You are given two positive integer arrays nums and target, of the same length.

In a single operation, you can select any subarray of nums and increment each element within that subarray by 1 or decrement each element within that subarray by 1.

Return the minimum number of operations required to make nums equal to the array target.

For example:

  1. nums = [3,5,1,2], target = [4,6,2,4]

    Output: 2

    Explanation:

    We will perform the following operations to make nums equal to target:

    • Increment nums[0..3] by 1, nums = [4,6,2,3]. The first element is incremented to 4, the second to 6, the third to 2, and the fourth to 3.
    • Increment nums[3..3] by 1, nums = [4,6,2,4]. The fourth element is incremented to 4.
  2. nums = [1,3,2], target = [2,1,4]

    Output: 5

    Explanation:

    We will perform the following operations to make nums equal to target:

    • Increment nums[0..0] by 1, nums = [2,3,2]
    • Decrement nums[1..1] by 1, nums = [2,2,2]
    • Decrement nums[1..1] by 1, nums = [2,1,2]
    • Increment nums[2..2] by 1, nums = [2,1,3]
    • Increment nums[2..2] by 1, nums = [2,1,4]

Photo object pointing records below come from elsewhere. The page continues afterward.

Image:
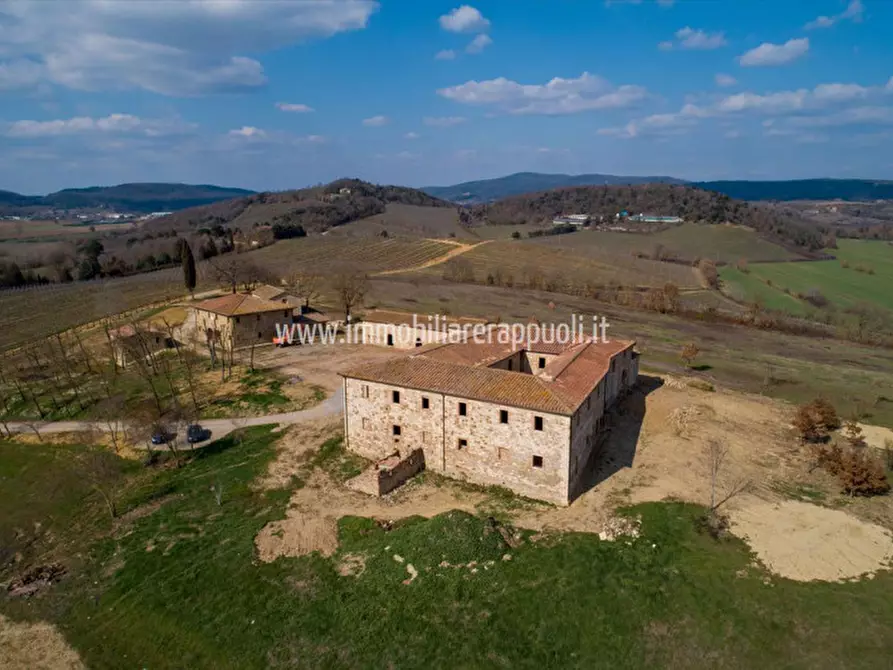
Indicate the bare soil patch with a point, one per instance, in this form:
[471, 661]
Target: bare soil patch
[35, 646]
[805, 542]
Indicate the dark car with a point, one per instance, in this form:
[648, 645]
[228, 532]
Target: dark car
[161, 436]
[195, 433]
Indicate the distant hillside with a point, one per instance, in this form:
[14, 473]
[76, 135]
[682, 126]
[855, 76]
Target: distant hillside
[142, 198]
[10, 199]
[292, 213]
[135, 198]
[692, 204]
[488, 190]
[803, 189]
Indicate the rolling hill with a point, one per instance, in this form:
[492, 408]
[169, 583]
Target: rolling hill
[488, 190]
[134, 198]
[692, 204]
[293, 213]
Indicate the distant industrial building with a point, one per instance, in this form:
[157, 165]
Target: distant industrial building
[571, 219]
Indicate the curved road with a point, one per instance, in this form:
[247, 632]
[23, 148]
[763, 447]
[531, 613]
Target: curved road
[218, 427]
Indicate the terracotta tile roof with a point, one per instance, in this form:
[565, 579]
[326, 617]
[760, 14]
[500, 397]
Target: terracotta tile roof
[405, 318]
[462, 370]
[487, 384]
[235, 304]
[267, 292]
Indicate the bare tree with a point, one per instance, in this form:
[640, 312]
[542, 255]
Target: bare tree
[103, 470]
[351, 289]
[305, 285]
[234, 271]
[722, 488]
[111, 411]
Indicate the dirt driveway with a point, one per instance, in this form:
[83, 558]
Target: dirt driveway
[656, 451]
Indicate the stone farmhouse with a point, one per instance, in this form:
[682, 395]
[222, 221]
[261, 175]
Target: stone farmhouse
[240, 319]
[403, 330]
[527, 417]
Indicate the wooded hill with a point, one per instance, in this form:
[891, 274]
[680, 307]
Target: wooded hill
[130, 198]
[294, 213]
[692, 204]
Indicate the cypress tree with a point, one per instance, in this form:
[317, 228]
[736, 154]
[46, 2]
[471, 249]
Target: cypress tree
[187, 260]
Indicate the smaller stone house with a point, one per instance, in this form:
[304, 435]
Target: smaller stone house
[130, 343]
[402, 330]
[240, 320]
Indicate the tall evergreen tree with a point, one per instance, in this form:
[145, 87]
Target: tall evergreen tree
[187, 260]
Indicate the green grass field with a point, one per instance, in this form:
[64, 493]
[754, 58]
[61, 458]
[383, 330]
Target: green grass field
[689, 241]
[522, 258]
[174, 583]
[844, 287]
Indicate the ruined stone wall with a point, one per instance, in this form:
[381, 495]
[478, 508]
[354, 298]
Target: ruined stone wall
[493, 454]
[503, 454]
[259, 328]
[408, 467]
[371, 414]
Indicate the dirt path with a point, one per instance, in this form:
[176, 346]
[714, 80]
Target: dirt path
[35, 646]
[459, 249]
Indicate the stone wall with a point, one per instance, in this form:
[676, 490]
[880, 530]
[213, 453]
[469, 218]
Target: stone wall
[403, 470]
[494, 453]
[243, 330]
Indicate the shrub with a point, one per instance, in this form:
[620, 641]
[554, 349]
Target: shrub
[814, 420]
[859, 473]
[689, 353]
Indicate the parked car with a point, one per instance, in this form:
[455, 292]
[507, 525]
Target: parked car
[196, 433]
[161, 436]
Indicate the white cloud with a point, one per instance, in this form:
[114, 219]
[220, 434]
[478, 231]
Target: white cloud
[464, 19]
[111, 124]
[839, 92]
[558, 96]
[184, 48]
[698, 39]
[775, 54]
[771, 103]
[248, 131]
[443, 121]
[294, 107]
[22, 73]
[853, 12]
[478, 44]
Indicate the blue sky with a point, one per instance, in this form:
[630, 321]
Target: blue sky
[276, 94]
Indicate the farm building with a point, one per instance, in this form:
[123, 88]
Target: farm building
[527, 417]
[240, 319]
[406, 331]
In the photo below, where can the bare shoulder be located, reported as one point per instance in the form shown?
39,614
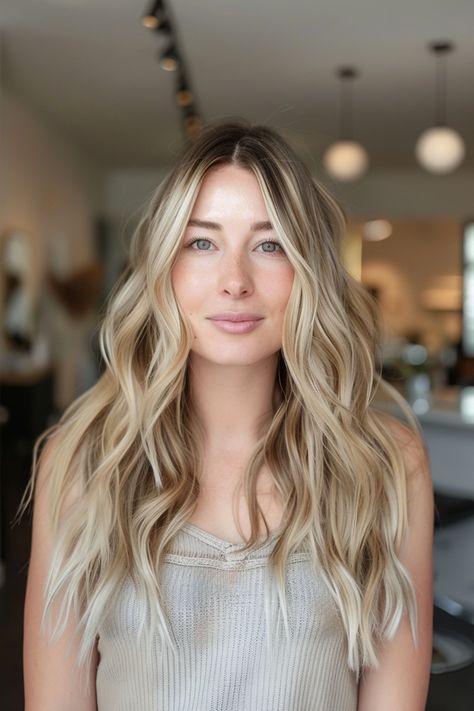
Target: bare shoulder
413,450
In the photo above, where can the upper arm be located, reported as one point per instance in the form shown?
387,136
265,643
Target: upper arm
401,681
52,680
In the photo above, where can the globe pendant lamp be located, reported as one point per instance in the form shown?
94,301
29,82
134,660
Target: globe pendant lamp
440,149
346,159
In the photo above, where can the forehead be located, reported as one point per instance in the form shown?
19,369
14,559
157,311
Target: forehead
229,190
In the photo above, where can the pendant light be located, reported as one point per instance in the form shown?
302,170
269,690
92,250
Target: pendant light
154,17
346,159
440,149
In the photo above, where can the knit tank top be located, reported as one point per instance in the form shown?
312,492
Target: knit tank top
214,595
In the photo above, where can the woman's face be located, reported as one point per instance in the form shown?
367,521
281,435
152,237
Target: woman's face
229,262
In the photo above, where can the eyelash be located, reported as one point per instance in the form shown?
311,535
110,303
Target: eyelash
267,241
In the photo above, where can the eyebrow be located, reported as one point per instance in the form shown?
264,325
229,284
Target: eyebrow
216,226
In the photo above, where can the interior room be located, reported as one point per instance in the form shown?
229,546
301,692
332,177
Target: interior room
98,98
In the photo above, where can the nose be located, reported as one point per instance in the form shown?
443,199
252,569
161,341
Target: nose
235,276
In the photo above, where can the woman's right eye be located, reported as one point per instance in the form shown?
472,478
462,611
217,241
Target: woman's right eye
199,239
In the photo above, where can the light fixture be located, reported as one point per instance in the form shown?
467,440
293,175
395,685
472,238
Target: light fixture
184,95
376,230
169,59
440,149
155,15
346,159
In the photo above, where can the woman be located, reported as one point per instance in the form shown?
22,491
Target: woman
224,520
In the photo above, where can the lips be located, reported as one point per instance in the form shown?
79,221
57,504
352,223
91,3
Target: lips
235,317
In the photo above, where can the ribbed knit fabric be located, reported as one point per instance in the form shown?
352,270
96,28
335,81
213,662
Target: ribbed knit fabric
214,597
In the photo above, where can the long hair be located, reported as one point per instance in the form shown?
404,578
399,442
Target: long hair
126,474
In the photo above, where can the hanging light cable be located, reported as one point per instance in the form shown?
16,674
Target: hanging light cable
440,149
346,159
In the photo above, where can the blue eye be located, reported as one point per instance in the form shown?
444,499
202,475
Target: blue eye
204,239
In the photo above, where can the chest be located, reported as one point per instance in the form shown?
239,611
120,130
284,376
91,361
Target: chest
217,513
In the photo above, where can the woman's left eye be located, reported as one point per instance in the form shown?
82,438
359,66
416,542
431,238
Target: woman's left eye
203,239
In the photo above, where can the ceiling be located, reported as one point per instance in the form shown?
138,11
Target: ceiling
91,69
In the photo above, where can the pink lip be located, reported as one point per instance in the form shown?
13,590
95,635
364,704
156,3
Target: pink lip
235,316
236,326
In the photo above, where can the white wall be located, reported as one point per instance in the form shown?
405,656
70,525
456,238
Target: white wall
51,191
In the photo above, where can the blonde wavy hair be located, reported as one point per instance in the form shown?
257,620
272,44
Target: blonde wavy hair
125,475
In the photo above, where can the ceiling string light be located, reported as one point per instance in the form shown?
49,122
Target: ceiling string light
155,15
158,19
346,159
440,149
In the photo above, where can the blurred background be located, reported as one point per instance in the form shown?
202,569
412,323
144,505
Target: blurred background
97,98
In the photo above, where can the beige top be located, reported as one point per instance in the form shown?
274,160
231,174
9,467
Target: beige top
215,604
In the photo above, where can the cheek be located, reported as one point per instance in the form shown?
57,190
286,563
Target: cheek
186,285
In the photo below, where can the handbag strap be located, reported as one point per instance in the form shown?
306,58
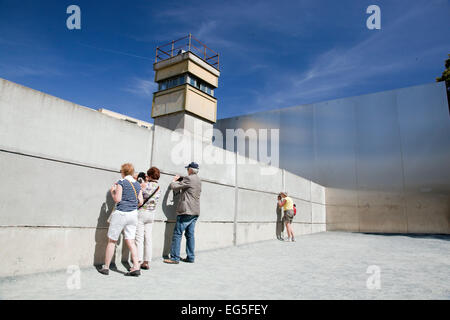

What is the most efficient algorithm to solve this problem?

Solution


Naive Approach

The most straightforward approach is to iterate through the arrays and, for each index, perform the necessary increment or decrement operations on subarrays starting from that index until the nums element matches the corresponding target element. This involves repeated subarray modifications, making it inefficient.

Code Example (Python)

def min_operations_naive(nums, target):
    n = len(nums)
    operations = 0
    for i in range(n):
        diff = target[i] - nums[i]
        if diff > 0:
            for j in range(i, n):
                nums[j] += diff
            operations += diff
        elif diff < 0:
            for j in range(i, n):
                nums[j] += diff
            operations += abs(diff)
    return operations

Time Complexity

O(n^2) in the worst case, where n is the length of the arrays. This is due to the nested loops for subarray modifications.

Space Complexity

O(1), as it modifies the input array in place.

Optimal Approach

A more efficient approach is to focus on the differences between consecutive elements. The key insight is that the number of operations needed is the sum of the absolute differences between adjacent elements in the difference array.

Algorithm

  1. Calculate the difference array diff[i] = target[i] - nums[i].
  2. Initialize operations = abs(diff[0]).
  3. Iterate from i = 1 to n-1 and add abs(diff[i] - diff[i-1]) to operations.
  4. Return operations.

Code Example (Python)

def min_operations_optimal(nums, target):
    n = len(nums)
    operations = abs(target[0] - nums[0])
    for i in range(1, n):
        operations += abs(target[i] - nums[i] - (target[i-1] - nums[i-1]))
    return operations

Time Complexity

O(n), where n is the length of the arrays. We iterate through the arrays once.

Space Complexity

O(1), as it only uses a constant amount of extra space.

Edge Cases

  • Empty Arrays: If the input arrays are empty, return 0.
  • Single Element Arrays: The number of operations is the absolute difference between the single elements in nums and target.
  • Large Integer Values: The absolute differences could potentially cause integer overflow, so it may be necessary to use larger integer types (e.g., long in Java/C++ or handle it via modulo if the constraints allow).

Summary

The optimal solution provides a significant improvement in time complexity compared to the naive approach. By focusing on the differences between consecutive elements, it avoids the need for repeated subarray modifications.